Observational research led by Shandong University in China suggests poor sleep can increase a person’s risk of developing asthma, particularly if they also have a genetic susceptibility to the condition.
Asthma is a chronic inflammatory condition impacting the respiratory system that affects millions of people around the world. While it can occur spontaneously, there are a range of genetic mutations that appear to increase someone’s risk of developing the condition.
Sleep disturbances commonly co-occur with asthma, but whether sleep quality and duration can impact a person’s risk for developing the condition is less clear.
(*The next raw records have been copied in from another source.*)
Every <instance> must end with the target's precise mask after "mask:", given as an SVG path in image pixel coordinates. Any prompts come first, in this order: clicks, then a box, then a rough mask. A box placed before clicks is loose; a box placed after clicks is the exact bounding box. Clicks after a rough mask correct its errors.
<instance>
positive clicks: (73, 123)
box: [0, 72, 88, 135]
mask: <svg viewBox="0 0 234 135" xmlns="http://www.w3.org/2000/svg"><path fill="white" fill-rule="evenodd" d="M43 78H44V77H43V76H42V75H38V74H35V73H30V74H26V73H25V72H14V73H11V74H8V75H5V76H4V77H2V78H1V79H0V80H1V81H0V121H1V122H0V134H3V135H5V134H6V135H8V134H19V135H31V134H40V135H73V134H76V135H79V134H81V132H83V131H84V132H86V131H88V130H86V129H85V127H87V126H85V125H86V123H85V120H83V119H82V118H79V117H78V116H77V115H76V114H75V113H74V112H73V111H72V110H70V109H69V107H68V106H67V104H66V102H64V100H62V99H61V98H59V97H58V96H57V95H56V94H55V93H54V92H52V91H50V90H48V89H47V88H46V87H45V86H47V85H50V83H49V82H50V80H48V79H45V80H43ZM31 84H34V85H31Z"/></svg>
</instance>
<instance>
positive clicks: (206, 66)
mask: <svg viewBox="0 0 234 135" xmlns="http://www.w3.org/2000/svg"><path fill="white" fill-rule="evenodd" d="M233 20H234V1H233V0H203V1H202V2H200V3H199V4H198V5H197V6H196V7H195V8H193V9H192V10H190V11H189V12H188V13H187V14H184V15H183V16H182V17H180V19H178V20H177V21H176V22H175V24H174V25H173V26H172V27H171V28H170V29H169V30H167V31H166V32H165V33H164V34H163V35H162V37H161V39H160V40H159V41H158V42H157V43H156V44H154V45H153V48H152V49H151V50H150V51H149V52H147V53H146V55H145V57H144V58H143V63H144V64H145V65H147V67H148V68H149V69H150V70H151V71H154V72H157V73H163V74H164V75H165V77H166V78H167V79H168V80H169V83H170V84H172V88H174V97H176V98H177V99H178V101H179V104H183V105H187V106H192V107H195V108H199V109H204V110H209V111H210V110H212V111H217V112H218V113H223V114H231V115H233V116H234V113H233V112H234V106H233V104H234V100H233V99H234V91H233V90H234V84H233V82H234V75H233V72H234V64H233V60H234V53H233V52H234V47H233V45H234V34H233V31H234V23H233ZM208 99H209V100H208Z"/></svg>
As reported in the BMJ Open Respiratory Research journal, Fuzhong Xue, a professor at Shandong University, and co-authors carried out an observational study using data from the UK Biobank cohort involving 455,405 participants aged 38–73 years. The team assessed sleep, using a five-trait sleep score including: chronotype, sleep duration, insomnia, snoring and excessive daytime sleepiness, and genetic propensity for asthma using polygenic risk scores (PRS).
Over a 10-year period, 17,836 people were diagnosed with asthma in the cohort. The researchers found that people with the lowest scores for sleep quality had a 55% increase in risk for asthma relative to those with good sleep. Similarly, those in the highest PRS score group had a 47% increase in risk for the condition compared with those in the lowest.
Notably, when both sleep quality and asthma PRS were combined, those in the highest group for both traits had a two-fold increased risk for asthma compared with individuals with good sleep and low genetic risk. The researchers also showed that individuals with a healthy sleep pattern but high genetic susceptibility were 37% less likely to develop asthma than those with both poor sleep quality and high genetic risk.
“Mechanistically, several possible pathways could explain the role of sleep in the development of asthma. First, the negative impact of sleep disorders on asthma, which is generally considered a chronic inflammatory disease, might be mediated by sleep-induced chronic inflammation,” write the authors.
“In addition, chronotype, snoring and sleepiness were all shown to be associated with specific inflammatory reactions. In theory, the immune response to inflammation could generate proinflammatory cytokines that result in cellular infiltration and airway inflammation, further increasing the risk of asthma.”
Although this study was carried out in a large cohort of people, its observational nature and lack of knowledge about all possible confounding factors mean that it cannot be used as evidence that poor sleep causes asthma. But the findings are suggestive and indicate that “early detection and management of sleep disorders could be beneficial to reduce asthma incidence,” conclude the researchers.